His son EJ gets closest to the heart of this pure, emotional man. When he came out, his father was confused and angry. EJ says, “I was rocking the scarves and the clothes. He just could not stand it.” Shortly afterwards, EJ left home to study at NY University. Two months later, EJ recalls his father turning up at his dorm. “He hugged me so hard. He was like squeezing all the air out of me. I knew then there was nothing but love there.” And that was that.
In his first game for the Lakers, with two seconds to go and his team a point behind, Magic passed the ball to Kareem and the big guy won it at the buzzer with his patented sky hook.
To the amazement of his veteran team mates, Magic jumped on Kareem (a quiet, intensely serious man who meditated, and closely guarded his personal space) and initiated a pile on. Magic recalls, “I got in the locker room and Kareem was angry. He shouted at me ‘Rookie, don’t you ever do that again. We’ve got 81 more games to play.” Kareem says, “He just smiled and said, ‘If you win 81 more games this year with a shot like that, I’m gonna jump in your arms 81 more times.” What chance does reality have against magic?

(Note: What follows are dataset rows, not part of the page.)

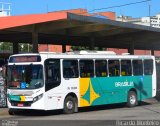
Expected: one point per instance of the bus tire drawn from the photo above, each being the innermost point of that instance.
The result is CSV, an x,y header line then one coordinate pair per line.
x,y
132,99
69,105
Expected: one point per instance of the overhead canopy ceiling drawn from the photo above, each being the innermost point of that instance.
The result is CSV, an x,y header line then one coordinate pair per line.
x,y
72,29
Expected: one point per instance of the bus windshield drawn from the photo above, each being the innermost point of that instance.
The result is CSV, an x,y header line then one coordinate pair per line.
x,y
25,76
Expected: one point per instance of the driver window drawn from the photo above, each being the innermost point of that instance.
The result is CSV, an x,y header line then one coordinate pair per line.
x,y
52,71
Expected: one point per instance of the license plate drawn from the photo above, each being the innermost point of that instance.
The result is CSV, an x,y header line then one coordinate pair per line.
x,y
20,105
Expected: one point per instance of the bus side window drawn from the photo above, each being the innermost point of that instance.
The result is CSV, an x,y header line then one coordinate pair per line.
x,y
70,69
126,68
86,68
52,73
101,68
114,67
148,67
137,67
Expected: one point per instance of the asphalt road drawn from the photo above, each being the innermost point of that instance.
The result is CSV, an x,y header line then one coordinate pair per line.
x,y
95,116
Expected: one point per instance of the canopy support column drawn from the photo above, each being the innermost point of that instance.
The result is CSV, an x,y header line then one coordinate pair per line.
x,y
63,48
92,43
15,47
131,48
35,40
152,52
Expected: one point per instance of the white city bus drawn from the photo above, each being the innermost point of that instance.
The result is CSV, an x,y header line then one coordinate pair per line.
x,y
49,81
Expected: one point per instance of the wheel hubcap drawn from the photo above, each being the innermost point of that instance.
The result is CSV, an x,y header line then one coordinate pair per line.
x,y
69,104
132,99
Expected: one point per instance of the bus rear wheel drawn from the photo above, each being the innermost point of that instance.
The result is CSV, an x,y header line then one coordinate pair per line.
x,y
132,99
70,105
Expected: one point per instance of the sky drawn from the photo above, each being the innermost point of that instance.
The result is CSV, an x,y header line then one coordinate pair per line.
x,y
21,7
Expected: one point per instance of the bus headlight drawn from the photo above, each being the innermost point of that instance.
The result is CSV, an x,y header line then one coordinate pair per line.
x,y
37,97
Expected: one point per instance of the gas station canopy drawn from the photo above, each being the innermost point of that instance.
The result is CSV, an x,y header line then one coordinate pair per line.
x,y
64,28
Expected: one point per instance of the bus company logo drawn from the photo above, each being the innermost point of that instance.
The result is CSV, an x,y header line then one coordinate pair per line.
x,y
124,84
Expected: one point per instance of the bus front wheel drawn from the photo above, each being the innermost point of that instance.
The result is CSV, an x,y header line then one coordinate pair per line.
x,y
69,105
132,99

He has gone on to do a million things, including building a billion dollar fortune setting up businesses in the black ghettos, investing in Starbucks, and the newest terminal at JFK airport, and funding countless community regeneration programs. He still gets up at 4am every morning. He still has that insatiable lust to win, with the ever present threat it could ruin the good life he has found. But he loves his wife and it seems clear his dad was right. This woman is the only really important investment he has ever made. As for the orgies, they are long gone now, just funny stories on a night out with the lads.
This is a story of love. More than that, it is a story of magic. If the NBA hadn’t changed the rules, we might never even have heard of him.
‘They call me Magic’. Available now on Apple+ TV.